Эллис взял инструменты.
Гарви умер через год после выхода на пенсию. Заводские решили, что он задохнулся, оттого что ему стало нечего делать.
– Эллис! – окликнул Билли.
– Чего?
– Я сказал, приятная ночка. – Билли захлопнул дверцу шкафчика.
Эллис взял брусовку и треснул по снятому крылу машины.
– Вот, Билли, – сказал он. – Выправи.
Час ночи. В столовой было людно, пахло жареной картошкой, «пастушьим пирогом» и переваренной зеленью. С кухни доносились звуки радио: Oasis пели «Wonderwall», и подавальщицы подпевали. Подошла очередь Эллиса. Свет резал глаза, Эллис потер их, и Дженис обеспокоенно посмотрела на него. Но он сказал:
– Дженис, пастуший пирог и жареную картошку, пожалуйста.
– Ваши пирог и картошка, – отозвалась она. – Порция для джентльмена.
– Спасибо.
– Пожалуйста, миленький.
Он прошел к столику в дальнем углу и отодвинул себе стул.
– Глинн, можно?
Глинн поднял взгляд:
– Пожалуйста. Как жизнь?
– Ничего. – И он принялся сворачивать самокрутку. – Что читаешь?
– Гарольда Роббинса. Я обложку завернул, потому что сам знаешь, какой тут народ, обязательно начнут нести всякую похабень.
– Хорошая книга?
– Гениальная, – сказал Глинн. – Совершенно непредсказуемые повороты сюжета. Кровавые разборки. Шикарные машины и шикарные женщины. Смотри, вот фото автора. Посмотри на него. Посмотри, какой он стильный. Вот это мужик в моем вкусе.
– Что это за мужик в твоем вкусе? Ты, часом, не голубой? – Это Билли подсел к ним.

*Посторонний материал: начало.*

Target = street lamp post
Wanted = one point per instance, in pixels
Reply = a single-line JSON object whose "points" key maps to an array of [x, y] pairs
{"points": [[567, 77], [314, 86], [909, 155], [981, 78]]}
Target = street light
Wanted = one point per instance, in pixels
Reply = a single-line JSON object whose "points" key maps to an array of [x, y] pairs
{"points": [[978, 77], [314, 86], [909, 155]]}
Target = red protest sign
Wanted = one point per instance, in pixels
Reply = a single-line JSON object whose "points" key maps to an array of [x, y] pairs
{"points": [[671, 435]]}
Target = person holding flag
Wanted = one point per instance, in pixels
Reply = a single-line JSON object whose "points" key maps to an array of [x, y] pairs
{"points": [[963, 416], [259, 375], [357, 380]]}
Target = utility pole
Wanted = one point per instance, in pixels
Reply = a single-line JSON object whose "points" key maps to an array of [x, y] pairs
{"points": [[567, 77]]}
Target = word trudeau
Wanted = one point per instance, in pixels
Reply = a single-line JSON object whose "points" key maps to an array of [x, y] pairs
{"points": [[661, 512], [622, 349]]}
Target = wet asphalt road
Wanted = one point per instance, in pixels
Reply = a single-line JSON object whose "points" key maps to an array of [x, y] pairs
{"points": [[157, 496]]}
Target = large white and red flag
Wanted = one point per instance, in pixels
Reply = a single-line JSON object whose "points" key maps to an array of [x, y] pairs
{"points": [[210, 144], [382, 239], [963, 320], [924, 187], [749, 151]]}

– В данном случае это значит, что с таким мужиком я был бы не прочь поотвисать.
– А мы для тебя нехороши?
– Я себе лучше руку отрежу. Ничего личного, Эллис, не обижайся.
– Я не обиделся.
– В семидесятые я был чем-то похож на него, в смысле стиля. Эллис, ты помнишь?

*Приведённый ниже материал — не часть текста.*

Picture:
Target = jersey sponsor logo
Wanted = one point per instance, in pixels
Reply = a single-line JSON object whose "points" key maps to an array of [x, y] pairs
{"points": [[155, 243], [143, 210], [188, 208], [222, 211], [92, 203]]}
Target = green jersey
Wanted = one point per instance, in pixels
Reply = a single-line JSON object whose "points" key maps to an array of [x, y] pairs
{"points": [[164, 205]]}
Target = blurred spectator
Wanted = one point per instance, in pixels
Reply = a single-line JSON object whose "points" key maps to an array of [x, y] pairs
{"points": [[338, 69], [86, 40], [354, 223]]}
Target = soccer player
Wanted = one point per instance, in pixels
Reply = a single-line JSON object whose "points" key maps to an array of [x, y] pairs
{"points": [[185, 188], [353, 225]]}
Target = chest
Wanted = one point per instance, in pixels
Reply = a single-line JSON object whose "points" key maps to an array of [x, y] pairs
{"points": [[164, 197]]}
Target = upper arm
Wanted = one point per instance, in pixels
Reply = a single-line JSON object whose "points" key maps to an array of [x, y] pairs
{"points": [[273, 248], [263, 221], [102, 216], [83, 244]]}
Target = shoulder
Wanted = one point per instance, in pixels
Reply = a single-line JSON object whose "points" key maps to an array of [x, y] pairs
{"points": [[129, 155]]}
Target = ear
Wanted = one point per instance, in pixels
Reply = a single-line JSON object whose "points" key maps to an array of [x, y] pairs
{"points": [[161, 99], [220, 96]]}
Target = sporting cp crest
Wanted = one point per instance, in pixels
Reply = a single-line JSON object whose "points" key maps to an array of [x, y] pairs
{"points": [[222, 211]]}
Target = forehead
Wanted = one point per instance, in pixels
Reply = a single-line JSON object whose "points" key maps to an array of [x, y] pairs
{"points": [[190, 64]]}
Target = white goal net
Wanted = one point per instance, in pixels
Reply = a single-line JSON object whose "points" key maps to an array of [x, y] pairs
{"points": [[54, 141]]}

– Типа «Лихорадки субботнего вечера»[1], да? – сказал Билли.
– Я тебя не слушаю.
– Белый костюм, золотые цепуры?
– Я тебя не слушаю.
– Ну хорошо, хорошо, мир, – сказал Билли.
Глинн потянулся за кетчупом.
– Но все же, – сказал Билли.
– Что – все же? – спросил Глинн.
– Конечно, я вижу по твоей походке, что ты по бабам мастак и пацанчик четкий[2].
– Чего это он? – спросил Глинн.
– Без понятия, – тихо ответил Эллис и отодвинул тарелку.
Они вышли в ночь, и он закурил. На улице похолодало. Он посмотрел в небо и решил, что может пойти снег.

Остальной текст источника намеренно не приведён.